Just over a month ago, Curleigh joined other big wigs from companies like MasterLock and DuPont, to discuss what they are doing to help with job creation at home and what can be done in the future.
“These companies are choosing to invest in the one country with the most productive workers, the best universities, and the most creative and innovative entrepreneurs in the world,” President Obama said at the forum, “and that is the United States of America.”
In 2010, Keen made a commitment to begin to manufacture some products domestically. To do that, the company established three manufacturing operations, one in its hometown of Portland, Ore., where it manufactures footwear, another in North Carolina where it manufactures socks, and the last in California where it manufactures bags.
Though Keen has created jobs with the move — U.S. jobs for the company are up from 95 to 130 since the three plants were established — that was not how the company approached the situation.

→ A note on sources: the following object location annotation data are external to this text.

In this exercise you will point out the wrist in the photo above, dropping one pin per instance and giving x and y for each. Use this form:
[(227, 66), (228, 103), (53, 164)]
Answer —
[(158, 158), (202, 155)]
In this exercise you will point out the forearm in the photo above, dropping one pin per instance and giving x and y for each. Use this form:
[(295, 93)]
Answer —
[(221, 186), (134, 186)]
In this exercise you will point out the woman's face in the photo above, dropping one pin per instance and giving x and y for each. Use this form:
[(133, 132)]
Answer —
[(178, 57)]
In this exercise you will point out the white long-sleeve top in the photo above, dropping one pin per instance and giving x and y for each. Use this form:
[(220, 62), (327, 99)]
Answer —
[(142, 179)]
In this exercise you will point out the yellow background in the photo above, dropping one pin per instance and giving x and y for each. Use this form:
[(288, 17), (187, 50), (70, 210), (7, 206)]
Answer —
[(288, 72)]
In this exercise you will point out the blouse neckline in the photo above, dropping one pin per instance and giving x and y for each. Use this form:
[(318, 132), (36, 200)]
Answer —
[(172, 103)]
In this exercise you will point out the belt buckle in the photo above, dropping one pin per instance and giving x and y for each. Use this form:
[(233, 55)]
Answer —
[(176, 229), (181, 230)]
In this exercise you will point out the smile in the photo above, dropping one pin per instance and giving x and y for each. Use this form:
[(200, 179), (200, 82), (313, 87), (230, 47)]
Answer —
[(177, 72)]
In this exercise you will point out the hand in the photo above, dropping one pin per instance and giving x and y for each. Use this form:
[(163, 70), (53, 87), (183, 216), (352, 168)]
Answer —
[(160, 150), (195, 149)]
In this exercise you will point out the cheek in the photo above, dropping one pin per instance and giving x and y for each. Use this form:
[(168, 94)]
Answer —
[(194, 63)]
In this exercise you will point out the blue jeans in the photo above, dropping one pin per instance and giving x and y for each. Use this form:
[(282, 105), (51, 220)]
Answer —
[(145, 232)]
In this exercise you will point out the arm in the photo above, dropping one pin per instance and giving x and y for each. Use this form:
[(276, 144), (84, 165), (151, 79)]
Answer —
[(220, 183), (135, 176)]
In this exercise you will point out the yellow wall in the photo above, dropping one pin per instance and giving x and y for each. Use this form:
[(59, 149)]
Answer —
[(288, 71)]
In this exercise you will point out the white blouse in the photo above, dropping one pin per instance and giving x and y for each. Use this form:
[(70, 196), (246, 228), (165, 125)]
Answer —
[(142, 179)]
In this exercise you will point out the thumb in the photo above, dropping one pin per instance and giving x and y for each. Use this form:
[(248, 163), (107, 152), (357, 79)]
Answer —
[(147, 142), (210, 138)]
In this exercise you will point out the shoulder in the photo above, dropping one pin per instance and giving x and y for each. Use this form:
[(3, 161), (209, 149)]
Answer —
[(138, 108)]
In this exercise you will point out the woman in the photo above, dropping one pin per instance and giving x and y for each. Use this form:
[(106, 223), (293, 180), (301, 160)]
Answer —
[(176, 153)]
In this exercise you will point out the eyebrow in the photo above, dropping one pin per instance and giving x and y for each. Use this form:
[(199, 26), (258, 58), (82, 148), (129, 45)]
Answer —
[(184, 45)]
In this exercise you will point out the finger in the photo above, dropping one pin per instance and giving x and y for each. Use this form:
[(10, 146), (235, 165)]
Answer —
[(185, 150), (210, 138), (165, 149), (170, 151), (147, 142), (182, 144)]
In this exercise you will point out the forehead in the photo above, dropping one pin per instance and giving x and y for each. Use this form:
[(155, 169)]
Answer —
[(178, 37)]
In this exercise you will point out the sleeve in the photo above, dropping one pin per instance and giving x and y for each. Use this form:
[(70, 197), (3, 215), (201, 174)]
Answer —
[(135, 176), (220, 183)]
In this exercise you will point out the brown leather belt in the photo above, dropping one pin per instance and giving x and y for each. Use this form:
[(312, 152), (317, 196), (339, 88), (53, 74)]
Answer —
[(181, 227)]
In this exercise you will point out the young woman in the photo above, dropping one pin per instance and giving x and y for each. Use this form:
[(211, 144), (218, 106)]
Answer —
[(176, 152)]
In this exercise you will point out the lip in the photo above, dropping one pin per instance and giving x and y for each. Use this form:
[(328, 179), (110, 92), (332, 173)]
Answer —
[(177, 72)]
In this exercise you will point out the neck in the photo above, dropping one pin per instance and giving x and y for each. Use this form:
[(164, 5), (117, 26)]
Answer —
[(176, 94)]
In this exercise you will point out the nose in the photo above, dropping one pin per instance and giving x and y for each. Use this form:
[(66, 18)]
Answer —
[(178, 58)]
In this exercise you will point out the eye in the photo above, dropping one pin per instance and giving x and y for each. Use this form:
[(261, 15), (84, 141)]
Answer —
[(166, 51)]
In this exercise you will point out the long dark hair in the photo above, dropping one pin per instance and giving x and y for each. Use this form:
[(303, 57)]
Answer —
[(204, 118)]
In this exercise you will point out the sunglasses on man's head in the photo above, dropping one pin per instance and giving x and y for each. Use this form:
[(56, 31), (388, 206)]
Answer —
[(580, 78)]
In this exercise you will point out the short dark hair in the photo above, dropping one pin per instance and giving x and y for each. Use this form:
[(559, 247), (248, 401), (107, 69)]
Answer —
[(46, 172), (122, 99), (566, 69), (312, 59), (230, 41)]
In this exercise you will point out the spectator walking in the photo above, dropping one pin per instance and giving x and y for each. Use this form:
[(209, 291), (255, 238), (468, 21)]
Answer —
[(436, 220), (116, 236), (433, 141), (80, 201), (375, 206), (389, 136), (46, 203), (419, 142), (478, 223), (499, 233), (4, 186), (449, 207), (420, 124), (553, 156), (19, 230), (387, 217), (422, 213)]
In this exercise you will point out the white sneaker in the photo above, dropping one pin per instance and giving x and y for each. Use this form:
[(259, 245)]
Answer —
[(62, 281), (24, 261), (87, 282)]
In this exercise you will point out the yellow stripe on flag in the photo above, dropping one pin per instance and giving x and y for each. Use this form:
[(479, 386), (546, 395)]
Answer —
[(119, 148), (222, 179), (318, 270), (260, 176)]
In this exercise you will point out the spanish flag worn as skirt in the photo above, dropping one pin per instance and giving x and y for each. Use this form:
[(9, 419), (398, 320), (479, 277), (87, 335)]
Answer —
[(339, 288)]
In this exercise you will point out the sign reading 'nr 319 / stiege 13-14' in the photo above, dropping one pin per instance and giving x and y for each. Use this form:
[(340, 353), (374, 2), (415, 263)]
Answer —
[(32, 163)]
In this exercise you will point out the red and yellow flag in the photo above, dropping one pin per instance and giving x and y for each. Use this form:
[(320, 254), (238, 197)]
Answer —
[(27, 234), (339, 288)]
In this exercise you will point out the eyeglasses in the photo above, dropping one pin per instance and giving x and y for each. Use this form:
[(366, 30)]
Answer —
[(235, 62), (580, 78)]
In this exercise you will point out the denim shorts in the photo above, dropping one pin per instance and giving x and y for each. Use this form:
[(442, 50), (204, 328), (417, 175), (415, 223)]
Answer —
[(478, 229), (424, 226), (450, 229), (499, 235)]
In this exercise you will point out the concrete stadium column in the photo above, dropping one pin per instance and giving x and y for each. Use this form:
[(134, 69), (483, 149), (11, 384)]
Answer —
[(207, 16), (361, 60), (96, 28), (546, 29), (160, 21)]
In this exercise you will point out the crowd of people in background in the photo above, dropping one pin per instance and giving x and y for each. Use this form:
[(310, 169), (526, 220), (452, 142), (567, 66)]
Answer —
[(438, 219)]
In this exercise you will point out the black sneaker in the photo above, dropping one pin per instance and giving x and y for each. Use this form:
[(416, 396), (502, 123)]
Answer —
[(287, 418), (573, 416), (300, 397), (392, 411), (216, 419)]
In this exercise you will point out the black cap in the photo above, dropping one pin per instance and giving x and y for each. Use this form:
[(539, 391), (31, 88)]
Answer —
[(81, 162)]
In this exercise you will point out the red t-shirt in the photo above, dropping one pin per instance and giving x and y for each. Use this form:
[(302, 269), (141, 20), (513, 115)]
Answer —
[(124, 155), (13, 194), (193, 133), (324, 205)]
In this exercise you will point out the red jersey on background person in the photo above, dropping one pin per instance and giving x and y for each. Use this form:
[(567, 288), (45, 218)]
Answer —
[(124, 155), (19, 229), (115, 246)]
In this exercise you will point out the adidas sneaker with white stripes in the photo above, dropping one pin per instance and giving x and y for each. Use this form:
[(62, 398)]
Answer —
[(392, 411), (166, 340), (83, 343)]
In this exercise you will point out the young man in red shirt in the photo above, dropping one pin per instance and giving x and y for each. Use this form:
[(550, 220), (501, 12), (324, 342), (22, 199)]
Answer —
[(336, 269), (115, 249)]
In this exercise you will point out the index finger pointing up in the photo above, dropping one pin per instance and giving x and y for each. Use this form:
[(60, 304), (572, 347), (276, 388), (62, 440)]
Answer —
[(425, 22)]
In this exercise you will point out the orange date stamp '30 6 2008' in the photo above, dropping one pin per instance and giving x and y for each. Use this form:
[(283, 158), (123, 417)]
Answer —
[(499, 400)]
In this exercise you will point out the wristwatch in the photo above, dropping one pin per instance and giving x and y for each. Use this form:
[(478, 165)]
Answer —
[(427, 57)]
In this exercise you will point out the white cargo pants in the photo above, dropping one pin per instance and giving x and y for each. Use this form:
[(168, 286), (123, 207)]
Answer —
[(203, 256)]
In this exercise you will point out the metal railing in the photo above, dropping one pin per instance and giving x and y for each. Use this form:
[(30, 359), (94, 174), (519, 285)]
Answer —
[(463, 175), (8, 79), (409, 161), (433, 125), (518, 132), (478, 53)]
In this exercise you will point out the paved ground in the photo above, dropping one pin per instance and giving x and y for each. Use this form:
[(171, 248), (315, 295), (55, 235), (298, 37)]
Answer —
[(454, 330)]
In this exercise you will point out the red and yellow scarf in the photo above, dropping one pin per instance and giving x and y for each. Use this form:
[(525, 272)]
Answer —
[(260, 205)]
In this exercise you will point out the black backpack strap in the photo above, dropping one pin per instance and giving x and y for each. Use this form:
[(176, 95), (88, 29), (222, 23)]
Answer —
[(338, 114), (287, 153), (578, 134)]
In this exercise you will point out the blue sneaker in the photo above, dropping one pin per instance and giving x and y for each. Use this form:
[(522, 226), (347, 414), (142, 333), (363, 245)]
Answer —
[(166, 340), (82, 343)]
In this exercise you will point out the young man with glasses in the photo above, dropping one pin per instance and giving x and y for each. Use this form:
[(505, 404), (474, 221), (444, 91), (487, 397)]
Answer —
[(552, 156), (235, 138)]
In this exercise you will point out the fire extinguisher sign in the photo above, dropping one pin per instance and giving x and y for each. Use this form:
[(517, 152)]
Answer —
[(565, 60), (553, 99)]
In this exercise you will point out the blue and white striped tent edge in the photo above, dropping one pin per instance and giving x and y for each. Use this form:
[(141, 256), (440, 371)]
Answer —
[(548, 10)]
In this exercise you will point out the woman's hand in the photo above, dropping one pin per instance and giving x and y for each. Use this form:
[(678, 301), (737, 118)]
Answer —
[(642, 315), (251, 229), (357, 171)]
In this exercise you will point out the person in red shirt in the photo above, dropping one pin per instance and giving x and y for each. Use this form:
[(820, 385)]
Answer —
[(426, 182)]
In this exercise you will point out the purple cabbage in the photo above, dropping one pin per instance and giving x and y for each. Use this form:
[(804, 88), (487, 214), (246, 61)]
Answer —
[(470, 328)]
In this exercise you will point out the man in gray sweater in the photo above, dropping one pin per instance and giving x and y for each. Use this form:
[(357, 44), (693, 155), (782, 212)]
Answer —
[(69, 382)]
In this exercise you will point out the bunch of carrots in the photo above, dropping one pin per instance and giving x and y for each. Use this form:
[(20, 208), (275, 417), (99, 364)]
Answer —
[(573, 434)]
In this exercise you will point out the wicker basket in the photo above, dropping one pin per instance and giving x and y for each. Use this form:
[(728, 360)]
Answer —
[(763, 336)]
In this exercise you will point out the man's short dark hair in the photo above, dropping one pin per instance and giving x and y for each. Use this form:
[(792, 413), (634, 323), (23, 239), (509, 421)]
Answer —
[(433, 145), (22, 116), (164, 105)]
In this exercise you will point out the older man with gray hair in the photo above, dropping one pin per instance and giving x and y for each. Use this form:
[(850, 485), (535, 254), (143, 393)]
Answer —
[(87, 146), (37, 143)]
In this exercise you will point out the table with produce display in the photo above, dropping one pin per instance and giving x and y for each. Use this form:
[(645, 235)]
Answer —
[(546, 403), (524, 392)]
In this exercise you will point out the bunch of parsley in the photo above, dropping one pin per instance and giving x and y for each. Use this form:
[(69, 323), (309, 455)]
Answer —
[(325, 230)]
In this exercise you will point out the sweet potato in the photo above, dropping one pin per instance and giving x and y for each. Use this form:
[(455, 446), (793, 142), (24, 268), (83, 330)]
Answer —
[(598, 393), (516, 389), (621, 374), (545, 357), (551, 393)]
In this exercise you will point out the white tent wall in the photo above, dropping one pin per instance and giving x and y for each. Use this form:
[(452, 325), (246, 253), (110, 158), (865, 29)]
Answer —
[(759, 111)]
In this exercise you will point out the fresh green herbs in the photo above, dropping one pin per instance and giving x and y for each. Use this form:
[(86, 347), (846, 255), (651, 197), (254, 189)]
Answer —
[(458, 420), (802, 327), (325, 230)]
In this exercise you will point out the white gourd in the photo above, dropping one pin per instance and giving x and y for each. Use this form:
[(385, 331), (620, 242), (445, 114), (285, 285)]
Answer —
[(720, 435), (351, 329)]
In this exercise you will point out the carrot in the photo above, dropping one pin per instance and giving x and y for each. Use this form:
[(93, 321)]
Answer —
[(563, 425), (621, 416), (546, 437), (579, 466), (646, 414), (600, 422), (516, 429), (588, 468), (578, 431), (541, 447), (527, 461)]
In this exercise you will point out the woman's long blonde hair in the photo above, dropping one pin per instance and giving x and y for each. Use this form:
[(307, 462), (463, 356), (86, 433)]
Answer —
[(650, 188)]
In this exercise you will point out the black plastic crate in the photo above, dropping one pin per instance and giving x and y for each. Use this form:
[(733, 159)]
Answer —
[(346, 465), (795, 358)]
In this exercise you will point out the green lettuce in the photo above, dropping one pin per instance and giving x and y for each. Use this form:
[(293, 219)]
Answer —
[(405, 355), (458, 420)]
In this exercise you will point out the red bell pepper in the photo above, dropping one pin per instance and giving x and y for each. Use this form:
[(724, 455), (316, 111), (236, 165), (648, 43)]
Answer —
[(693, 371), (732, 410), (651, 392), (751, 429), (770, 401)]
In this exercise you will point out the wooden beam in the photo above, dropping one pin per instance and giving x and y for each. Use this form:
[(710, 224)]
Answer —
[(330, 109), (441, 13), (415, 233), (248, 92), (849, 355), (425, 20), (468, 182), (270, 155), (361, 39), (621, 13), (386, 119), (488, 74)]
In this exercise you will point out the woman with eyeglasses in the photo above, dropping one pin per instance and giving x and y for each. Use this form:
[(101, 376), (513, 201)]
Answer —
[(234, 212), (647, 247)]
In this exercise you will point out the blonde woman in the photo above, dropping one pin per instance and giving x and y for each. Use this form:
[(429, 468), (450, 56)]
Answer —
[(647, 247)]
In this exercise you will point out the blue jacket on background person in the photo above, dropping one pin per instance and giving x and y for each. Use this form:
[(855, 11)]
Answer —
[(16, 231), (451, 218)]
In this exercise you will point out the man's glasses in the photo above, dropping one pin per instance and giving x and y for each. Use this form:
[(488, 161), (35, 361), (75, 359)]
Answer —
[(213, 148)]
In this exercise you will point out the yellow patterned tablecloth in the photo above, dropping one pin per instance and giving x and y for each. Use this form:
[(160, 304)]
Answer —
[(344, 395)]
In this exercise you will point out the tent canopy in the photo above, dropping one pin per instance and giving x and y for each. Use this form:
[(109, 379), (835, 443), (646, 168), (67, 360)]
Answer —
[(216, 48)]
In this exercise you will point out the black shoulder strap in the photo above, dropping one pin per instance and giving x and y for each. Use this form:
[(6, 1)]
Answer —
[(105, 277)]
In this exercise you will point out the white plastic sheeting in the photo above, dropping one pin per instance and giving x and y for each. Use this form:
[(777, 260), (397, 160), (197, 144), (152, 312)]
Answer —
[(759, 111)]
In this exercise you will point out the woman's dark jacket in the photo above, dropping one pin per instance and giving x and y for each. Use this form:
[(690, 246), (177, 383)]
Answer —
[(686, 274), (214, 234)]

Rather, Curleigh said, the company made a commitment to invest in its team and invest in innovation and the jobs came through that strategic move.
And Curleigh wants to be clear that Keen still has a manufacturing presence in Asia and other parts of the world, but opening the three manufacturing facilities is “one small step for insourcing in America, and one giant step for Keen in terms of thinking differently in pioneering new ways and manufacturing, product design, development and innovation.”
But whether he set out to create jobs his efforts were recognized, which was pretty neat, Curleigh said, and being able to meet President Obama was incredible.
“All politics aside I was super impressed with the fact he had a command with the dynamics of the issue,” Curleigh said. “I think he truly tries to represent a vision beyond the election cycle and into the future.”
President Obama outlined his proposals to increase American jobs at a press conference after the forum, including a proposal to add $12 million to the budget of the SelectUSA program created more than a year ago to promote corporate investments in the United States.
Curleigh said the outdoor industry has a distinct advantage to jumpstart the trend of insourcing because of its environmental and recreational focus. “Let’s get on our game and have a vision toward 2020 that will make us an industry that’ stronger than ever.”